What Is A Quantum Computer And Why Is It Synonymous With The Future
Richard Feynman, a 1965 Nobel Prize-winning physicist and one of the fathers of quantum computing, said that “no one understands quantum mechanics.” It is important to remember this from the beginning, because the concepts that we will discuss below are explored by experts in the field who, in their own words, still struggle to successfully describe their objects of study.
But quantum computing is not worth it just for its complexity, it is a concept that repeatedly proves to be one of the keys to the exponential future of technology and all the advances that we hope to acquire in the coming years. It must be made clear that the innovation we are talking about this time is nothing like computers as we understand them, with keyboard and screen. “Right now they are very primitive systems, comparable to a calculator from the beginning of the last century, but whose calculation capacity for certain problems is much higher than a conventional computer. There is this dichotomy between what seems to be something very simple, but does something very powerful” explains Juan José García Ripoll, a researcher at the Institute of Fundamental Physics of the Higher Council for Scientific Research in Spain.
How is it possible that such an apparently simple device far exceeds traditional computers? What is this advance for today?
The Functions Of Quantum Computing And Its Basis.
Studied since the 1980s by physicists like Richard Feynman, quantum computers have always been about solving problems that traditional computing can’t even tackle.
Understanding the language with which traditional computers work is crucial to understanding quantum computers. The most important basis of the traditional concept are the so-called bits, units of basic information represented by high voltage values (1) and low values (0). This is known as the “AND OR NOT” computing language that stipulates the nature of computers as we know them: either the values are 1 or they are 0, it is not possible for them to be both or to be combined.
Quantum computing revolutionizes this concept, processing information with a language whose main unit is qubits, which are capable of representing both the value 1 and 0, combining them, superimposing them and intertwining, that is, assuming values at the same time, completely moving away from the root of conventional computing.

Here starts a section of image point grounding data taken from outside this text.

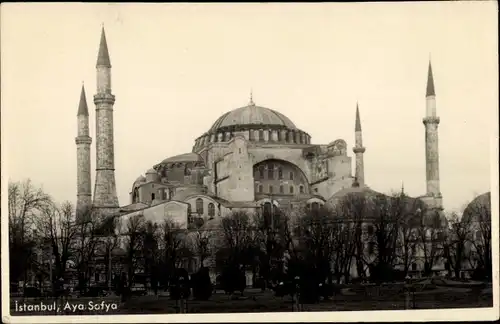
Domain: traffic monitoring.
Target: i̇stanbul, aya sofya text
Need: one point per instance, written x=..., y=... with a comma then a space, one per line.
x=64, y=307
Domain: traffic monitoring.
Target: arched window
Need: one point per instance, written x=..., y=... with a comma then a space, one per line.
x=135, y=197
x=211, y=210
x=199, y=206
x=371, y=247
x=267, y=209
x=270, y=172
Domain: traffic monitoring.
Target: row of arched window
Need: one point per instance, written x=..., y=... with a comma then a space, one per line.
x=281, y=189
x=271, y=172
x=200, y=208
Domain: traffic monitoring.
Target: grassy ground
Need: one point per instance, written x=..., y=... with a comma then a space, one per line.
x=389, y=298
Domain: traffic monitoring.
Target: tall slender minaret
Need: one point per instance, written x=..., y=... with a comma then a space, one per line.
x=359, y=150
x=105, y=198
x=431, y=122
x=83, y=142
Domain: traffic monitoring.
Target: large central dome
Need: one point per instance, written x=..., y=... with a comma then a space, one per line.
x=252, y=115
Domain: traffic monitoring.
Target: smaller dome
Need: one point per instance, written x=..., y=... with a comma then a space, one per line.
x=479, y=208
x=186, y=157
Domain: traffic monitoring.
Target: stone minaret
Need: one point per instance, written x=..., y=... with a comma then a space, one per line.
x=431, y=122
x=358, y=149
x=83, y=142
x=105, y=198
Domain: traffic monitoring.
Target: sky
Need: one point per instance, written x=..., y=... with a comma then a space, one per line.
x=178, y=67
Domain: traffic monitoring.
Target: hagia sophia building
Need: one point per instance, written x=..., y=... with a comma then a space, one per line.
x=251, y=157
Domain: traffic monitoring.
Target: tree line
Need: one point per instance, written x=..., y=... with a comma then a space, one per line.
x=379, y=236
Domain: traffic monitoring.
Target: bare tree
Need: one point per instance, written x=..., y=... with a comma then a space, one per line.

Another key difference also exists in their physical construction, as quantum computers do not have memory, processor or peripherals, making them unable to perform everyday tasks of a home computer. No one except researchers can approach quantum computers, because, although they are relatively simple construction pieces, they need special environmental conditions to work, such as being cooled to temperatures of -273ºC, without atmospheric pressure and isolated from the Earth’s magnetic field. Its physical center is a quantum chip, which has a certain number of qubits, where it is possible to superimpose the values 1 and 0 as there is no external disturbance.
Their capacity does not necessarily make them faster, but they do have a greater range of information processing. The fields where this capacity is currently used range from the pharmaceutical industry to the so-called quantum finances. In this first field, its use focuses on simulating the molecular behavior of components such as water, which sounds very easy, but its prediction is impossible with traditional computers. This can be used to predict the behavior of formulas during the development of new drugs, achieving unprecedented medical advances.
In finance, it is currently possible to calculate the evolution of risk or study the evolution of the stock market with classical computing, but quantum computing opens the possibility of superimposing probabilities and consulting on functions that are incalculable by traditional computers. One of the specific lines studied in quantum finance is the optimization of investment portfolios, where the development of quantum algorithms is being worked on that could improve the way in which banks help their clients make decisions thanks to the possibility of introducing multiple variables, impossible with classical algorithms.
It is clear then that this technology is not for everyday activities, its development is not related to allowing faster downloads of movies or browsing online. However, one of the most important current goals of the companies developing these innovative devices is to progressively make them more accessible to companies and researchers who are interested in implementing quantum powers in their studies. This innovative field is still under development, but the advances offer the hope of opening doors that science cannot even touch today due to the limitations of computational calculation.